Google lässt dich die sichtbaren Gemini-Wasserzeichen abschalten
TL;DR
Google macht das sichtbare Wasserzeichen bei AI-Inhalten optional. In Gemini und im Videotool Flow gibt es neu die Einstellung Media watermark, mit der sich das Funkel-Symbol unten rechts entfernen lässt, das Nano Banana und die Omni-Modelle bisher automatisch gesetzt haben.

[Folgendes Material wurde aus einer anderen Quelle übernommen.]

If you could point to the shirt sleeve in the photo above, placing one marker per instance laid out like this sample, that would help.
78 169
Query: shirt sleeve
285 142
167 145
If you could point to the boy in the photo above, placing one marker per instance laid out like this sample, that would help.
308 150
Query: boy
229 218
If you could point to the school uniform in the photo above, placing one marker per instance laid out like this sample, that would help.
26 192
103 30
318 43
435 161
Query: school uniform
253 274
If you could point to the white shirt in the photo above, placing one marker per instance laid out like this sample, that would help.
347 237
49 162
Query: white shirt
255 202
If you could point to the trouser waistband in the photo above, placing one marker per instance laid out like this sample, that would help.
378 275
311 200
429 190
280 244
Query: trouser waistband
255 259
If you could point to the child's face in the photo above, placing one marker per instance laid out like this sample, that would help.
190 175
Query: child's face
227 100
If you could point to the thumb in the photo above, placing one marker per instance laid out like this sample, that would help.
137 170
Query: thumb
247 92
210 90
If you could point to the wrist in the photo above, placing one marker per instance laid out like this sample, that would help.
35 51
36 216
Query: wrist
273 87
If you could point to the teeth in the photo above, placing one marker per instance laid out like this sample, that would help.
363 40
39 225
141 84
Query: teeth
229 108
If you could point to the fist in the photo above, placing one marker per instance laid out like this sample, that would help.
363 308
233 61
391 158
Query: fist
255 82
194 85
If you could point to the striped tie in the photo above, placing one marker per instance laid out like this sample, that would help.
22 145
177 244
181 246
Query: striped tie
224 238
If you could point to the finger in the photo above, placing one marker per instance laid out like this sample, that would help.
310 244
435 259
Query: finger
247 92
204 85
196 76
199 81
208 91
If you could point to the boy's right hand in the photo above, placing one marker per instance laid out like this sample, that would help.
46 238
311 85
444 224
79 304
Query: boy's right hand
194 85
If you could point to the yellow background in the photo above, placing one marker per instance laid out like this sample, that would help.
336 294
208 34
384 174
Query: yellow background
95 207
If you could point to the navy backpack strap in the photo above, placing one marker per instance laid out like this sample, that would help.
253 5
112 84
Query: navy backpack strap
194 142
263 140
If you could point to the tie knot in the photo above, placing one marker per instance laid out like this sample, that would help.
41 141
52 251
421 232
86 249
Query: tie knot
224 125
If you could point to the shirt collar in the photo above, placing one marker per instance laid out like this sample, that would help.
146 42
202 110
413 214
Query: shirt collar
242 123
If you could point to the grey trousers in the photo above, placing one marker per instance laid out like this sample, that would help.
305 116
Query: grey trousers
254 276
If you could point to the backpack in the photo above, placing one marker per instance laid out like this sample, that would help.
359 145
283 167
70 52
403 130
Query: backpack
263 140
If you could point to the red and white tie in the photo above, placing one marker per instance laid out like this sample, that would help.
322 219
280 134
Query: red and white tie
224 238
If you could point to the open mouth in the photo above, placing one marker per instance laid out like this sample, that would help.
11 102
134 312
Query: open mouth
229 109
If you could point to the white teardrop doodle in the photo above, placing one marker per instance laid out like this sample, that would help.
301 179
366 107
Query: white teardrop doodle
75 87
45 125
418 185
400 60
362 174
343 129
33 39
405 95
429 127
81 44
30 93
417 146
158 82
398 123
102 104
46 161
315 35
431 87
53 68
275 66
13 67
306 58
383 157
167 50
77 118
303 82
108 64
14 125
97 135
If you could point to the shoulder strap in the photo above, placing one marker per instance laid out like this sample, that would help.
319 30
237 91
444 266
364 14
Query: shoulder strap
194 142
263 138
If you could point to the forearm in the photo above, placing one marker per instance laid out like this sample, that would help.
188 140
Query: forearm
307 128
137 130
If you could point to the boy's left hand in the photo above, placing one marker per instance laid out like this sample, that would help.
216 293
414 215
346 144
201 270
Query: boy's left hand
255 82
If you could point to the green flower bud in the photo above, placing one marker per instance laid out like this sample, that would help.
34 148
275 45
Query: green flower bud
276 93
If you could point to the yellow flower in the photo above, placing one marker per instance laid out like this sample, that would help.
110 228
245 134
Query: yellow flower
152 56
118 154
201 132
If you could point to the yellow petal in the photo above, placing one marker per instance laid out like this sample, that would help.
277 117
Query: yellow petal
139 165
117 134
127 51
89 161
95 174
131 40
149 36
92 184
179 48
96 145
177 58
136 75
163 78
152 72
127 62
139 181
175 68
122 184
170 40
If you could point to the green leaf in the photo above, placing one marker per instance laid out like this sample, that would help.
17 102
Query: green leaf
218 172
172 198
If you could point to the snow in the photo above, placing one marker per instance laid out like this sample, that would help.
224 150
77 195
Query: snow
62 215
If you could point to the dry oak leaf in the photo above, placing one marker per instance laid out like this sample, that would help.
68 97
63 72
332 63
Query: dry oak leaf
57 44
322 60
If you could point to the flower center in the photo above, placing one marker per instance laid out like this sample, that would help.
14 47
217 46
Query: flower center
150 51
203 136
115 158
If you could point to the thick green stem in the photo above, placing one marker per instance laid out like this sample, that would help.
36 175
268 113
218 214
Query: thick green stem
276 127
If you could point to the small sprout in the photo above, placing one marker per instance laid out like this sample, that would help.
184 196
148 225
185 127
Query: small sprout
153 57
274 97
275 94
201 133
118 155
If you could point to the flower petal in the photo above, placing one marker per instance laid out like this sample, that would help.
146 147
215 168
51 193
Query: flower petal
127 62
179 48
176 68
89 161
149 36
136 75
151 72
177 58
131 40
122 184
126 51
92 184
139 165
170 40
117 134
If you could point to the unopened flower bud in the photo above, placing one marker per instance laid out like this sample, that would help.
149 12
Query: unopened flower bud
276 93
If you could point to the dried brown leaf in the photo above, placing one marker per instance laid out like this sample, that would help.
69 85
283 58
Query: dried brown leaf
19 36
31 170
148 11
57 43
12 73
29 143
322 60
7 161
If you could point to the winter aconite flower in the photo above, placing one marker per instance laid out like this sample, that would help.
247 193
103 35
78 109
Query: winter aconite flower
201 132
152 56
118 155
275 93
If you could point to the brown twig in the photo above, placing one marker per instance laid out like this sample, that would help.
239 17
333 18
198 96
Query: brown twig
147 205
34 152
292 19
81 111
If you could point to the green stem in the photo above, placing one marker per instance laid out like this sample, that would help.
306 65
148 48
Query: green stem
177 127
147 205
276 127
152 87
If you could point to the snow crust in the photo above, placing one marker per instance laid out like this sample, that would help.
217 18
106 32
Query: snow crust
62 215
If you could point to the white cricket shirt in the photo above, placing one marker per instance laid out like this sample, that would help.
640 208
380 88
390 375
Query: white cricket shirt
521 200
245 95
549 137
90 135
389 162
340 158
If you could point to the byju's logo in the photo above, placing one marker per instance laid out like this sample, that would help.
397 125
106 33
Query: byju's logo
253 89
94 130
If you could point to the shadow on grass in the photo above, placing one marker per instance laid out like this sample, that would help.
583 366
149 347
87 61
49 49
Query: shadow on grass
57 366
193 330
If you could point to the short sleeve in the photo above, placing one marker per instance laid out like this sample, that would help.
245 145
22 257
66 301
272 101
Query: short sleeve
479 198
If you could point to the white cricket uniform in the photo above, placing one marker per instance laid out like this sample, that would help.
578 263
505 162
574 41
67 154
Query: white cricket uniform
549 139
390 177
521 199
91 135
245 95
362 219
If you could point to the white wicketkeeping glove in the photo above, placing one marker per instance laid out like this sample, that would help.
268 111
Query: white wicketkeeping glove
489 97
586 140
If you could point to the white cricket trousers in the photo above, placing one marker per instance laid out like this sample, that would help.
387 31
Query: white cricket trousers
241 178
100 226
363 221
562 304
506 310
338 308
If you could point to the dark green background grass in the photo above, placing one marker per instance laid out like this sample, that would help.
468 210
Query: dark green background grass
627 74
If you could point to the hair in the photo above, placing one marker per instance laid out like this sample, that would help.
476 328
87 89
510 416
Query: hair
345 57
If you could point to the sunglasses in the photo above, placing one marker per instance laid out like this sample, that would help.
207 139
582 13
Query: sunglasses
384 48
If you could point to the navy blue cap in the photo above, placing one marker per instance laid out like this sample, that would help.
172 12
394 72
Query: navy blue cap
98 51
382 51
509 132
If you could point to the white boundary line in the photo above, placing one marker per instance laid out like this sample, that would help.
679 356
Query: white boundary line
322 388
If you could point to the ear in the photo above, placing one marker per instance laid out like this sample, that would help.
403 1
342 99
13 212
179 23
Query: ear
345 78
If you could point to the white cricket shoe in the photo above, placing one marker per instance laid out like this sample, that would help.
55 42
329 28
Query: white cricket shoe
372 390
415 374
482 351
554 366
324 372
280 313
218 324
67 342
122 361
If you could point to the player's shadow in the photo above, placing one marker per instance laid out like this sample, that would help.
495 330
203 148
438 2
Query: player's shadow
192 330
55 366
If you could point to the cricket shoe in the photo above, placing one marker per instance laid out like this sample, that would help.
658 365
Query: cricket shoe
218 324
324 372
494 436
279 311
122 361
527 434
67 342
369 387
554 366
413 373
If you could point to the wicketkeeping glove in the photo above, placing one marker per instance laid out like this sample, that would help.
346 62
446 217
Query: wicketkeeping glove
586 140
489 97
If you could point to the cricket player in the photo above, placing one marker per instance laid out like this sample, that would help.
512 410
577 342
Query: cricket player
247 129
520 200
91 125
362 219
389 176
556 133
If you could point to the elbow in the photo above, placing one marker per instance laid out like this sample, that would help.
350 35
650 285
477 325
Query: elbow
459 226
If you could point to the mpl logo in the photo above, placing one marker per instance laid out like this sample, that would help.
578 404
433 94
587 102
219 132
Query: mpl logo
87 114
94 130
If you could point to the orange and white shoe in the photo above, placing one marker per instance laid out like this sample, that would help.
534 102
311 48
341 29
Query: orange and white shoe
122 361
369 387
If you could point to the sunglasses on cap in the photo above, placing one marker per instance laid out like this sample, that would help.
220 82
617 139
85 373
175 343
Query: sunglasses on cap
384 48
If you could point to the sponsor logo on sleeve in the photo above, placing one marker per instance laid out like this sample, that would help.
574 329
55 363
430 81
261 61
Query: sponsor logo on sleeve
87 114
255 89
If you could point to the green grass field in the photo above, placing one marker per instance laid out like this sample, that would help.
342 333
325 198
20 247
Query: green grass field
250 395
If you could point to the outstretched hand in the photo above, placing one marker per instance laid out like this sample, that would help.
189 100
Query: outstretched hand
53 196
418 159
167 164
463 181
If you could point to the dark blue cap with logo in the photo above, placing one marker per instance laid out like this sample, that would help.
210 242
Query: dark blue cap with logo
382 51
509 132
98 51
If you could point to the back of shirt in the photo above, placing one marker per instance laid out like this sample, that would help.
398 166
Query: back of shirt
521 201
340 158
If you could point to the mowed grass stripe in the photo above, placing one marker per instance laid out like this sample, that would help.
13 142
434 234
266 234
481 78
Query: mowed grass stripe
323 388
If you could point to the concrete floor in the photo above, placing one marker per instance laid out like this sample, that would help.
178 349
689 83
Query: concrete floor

Unsichtbar bleibt die Kennzeichnung trotzdem: Laut Josh Woodward, VP bei Google Labs, Gemini und AI Studio, werden SynthID-Wasserzeichen und C2PA-Metadaten weiterhin in die Dateien eingebettet.
Nauti's Take
Für alle, die AI-Bilder produktiv einsetzen, ist das ein klarer Vorteil, weil das Funkel-Symbol in Thumbnails, Anzeigen und Slides bisher schlicht störte. Das Risiko trägt das Publikum, denn ohne sichtbaren Hinweis erkennt niemand mehr auf den ersten Blick, was generiert ist, und SynthID sowie C2PA prüft im Alltag praktisch niemand nach.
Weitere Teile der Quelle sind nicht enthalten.